During the next century, mainly in the limestone region of northern France called the Paris Basin, five crucial inventions set the stage for all the architecture of the next three centuries. Firstly, shafts which had once been thick enough to support the load over them were transformed into decoration by being made incredibly thin (as at the Abbey of Braine). Like the rib-vaulted ceiling, the whole wall was now turning into a bundle of energy rather than mass. Secondly, thinness was emphasized by making buildings taller. Separated from their supporting role, these elegant ribs and shafts transformed the upper part of the interior into a suspended canopy. These churches were no longer safe citadels or even symbols of Paradise; the people of the 12th century held to a mystic faith that the church was not just like Heaven, it actually was God's promised world. Thus the vault was suspended from His realm, while the emaciated shafts became the tassels that hung from the corners of this Holy Tabernacle. No wonder the master mason, who was capable of creating this Paradise on earth, was so highly regarded.
The third innovation was stained glass. By replacing the painted wall with glass, previously inert matter became translucent. Although the glass was dark, and the weak light shed little illumination inside, it completely transformed the walls. The light seemed to come from within the very core of the stone, making it glow as though in proof that the church was the Celestial City.
As the mass of the inner wall surfaces was obliterated, the solidity of the outside was also broken up.
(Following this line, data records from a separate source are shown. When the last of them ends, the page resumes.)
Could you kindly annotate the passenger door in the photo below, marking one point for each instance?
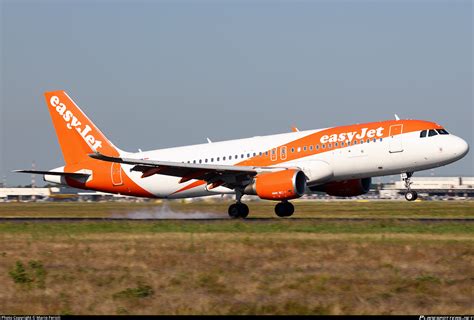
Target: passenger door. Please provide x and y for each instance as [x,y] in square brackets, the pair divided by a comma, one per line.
[395,139]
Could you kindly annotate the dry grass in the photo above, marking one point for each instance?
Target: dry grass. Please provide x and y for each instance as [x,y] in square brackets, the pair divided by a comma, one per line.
[240,273]
[304,209]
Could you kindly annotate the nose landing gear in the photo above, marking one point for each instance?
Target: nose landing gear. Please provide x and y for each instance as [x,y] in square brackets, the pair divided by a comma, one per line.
[284,209]
[410,195]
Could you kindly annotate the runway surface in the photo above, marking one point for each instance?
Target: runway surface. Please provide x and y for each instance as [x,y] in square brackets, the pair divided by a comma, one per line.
[250,219]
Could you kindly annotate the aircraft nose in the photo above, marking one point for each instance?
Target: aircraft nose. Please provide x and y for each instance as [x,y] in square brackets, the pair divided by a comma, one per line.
[460,148]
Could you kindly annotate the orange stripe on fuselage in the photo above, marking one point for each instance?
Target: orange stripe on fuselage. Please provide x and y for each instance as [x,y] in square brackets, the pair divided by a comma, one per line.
[315,139]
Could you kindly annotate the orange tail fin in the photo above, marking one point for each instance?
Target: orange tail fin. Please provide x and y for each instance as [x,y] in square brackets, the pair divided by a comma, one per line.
[77,135]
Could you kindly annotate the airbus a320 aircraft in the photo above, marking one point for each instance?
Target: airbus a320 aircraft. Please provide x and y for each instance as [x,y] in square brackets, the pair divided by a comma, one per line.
[339,161]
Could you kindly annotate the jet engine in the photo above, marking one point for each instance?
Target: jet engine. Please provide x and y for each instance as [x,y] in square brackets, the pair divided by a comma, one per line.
[279,185]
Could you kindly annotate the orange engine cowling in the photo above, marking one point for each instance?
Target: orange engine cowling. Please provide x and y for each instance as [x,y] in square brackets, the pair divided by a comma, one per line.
[279,185]
[346,188]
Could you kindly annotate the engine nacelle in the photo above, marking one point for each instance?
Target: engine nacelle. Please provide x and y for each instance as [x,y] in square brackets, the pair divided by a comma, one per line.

The buttress, which had given additional support to the wall where it was most needed, was moved away to the perimeter of the building, and arches set between the two to transmit the loads to the outside. By moving the massive stonework needed to support the roof away from the windows, the amount of stone around the thinning shafts that hung from the vaults could be reduced and vast windows installed.
Tracery, first invented at Rheims around 1220, finally turned the window itself into another surface pattern. The combination of the canopied vaults, the thin elements ranging over the surface, the stained glass set in, the traceried windows and the flying buttresses, had the effect of dematerializing the masonry so the entire building appeared to belong to another mystic universe. All these inventions stretched technical expertise to the limits, and compelled masons to improve their skills greatly.